De uma outra perspetiva, podemos mesmo afirmar que a nossa Constituição não cauciona um afastamento, senão de detalhe, entre os portugueses residentes no território nacional e aqueles que se encontram no estrangeiro.

Na verdade, a coesão nacional é um princípio que não se restringe à continuidade territorial; esta é apenas uma das dimensões da primeira.

À invocação patriótica que o dia de hoje representa – da qual não devemos ter receio – e à inspiração que dele podemos colher, soma-se então uma dimensão superior: Portugal, hoje como ontem, são todos os portugueses, incluindo os que, por razões diversas, fazem a sua vida noutras paragens, levando a nossa língua, a nossa cultura, o nosso mundo aos mais diversos pontos do globo.        

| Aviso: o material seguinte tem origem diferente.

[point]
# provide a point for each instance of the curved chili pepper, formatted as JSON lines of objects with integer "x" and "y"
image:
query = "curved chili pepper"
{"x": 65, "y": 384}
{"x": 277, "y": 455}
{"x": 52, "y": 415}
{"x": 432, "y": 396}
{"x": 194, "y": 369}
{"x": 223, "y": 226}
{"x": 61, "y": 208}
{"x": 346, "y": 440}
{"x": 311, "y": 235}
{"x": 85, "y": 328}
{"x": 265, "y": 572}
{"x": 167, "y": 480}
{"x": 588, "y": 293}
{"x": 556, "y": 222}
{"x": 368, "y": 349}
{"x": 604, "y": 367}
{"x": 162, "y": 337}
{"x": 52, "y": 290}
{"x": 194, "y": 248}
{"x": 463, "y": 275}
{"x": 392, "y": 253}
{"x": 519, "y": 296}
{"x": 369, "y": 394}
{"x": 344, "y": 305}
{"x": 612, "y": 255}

Minhas Senhoras e Meus Senhores,

Permitam-me ainda que, nesta linha, sublinhe outras realidades sociais, tão carentes de atenção pública e de uma palavra de esperança e solidariedade.     

Os últimos anos foram para muitos de flagelo social, cujos efeitos não podemos ignorar, seja quotidianamente, seja sobretudo em ocasiões como a de hoje.

Não tem lugar, no dia 10 de Junho, a revisitação das causas que a isso conduziram, nem tão-pouco do que tem sido feito para o minimizar.       

Tem lugar, sim, lembrar que não há coesão nacional nem verdadeira solidariedade fora dos limites da dignidade humana, tal como não há Portugal, verdadeiramente, sem igualdade entre os portugueses em idênticas condições de liberdade para todos.

Considero que não há realmente liberdade quando falta trabalho; a redução do desemprego deve ser matéria urgente da agenda política e social.

Esta é a conceção de dignidade humana que os principais instrumentos de direito internacional e europeu protegem.

Mas tão-pouco a nossa Constituição pode ser esquecida ou remetida para um lugar menos central do campo de visão da política e da sociedade em geral.

O artigo 1.º afirma Portugal como uma República soberana, baseada na dignidade da pessoa humana e na vontade popular e empenhada na construção de uma sociedade livre, justa e solidária, e o artigo 2.º solicita, entre outros aspetos, a realização da democracia económica, social e cultural e, também o aprofundamento da democracia participativa.

Não são estas meras proclamações ou desejos inscritos numa carta de intenções.

Trata-se, rigorosamente, de dimensões fortes de princípios estruturantes da República Portuguesa, que o Estado – e em particular o legislador – não pode ignorar, menorizar ou olhar com condescendência.

O nosso futuro passa, inexoravelmente, por esta dimensão de coesão, tal como não pode abdicar de uma fortemente enraizada solidariedade inter-geracional.

Os laços entre as gerações vivas são o cimento da nossa sociedade, tal como a memória das gerações passadas constitui o nosso legado para as gerações futuras.

É absolutamente essencial, porém, assegurar a existência dessas mesmas gerações futuras.

Como todos sabemos, enfrentamos um grave problema demográfico, atentas as baixas taxas de natalidade.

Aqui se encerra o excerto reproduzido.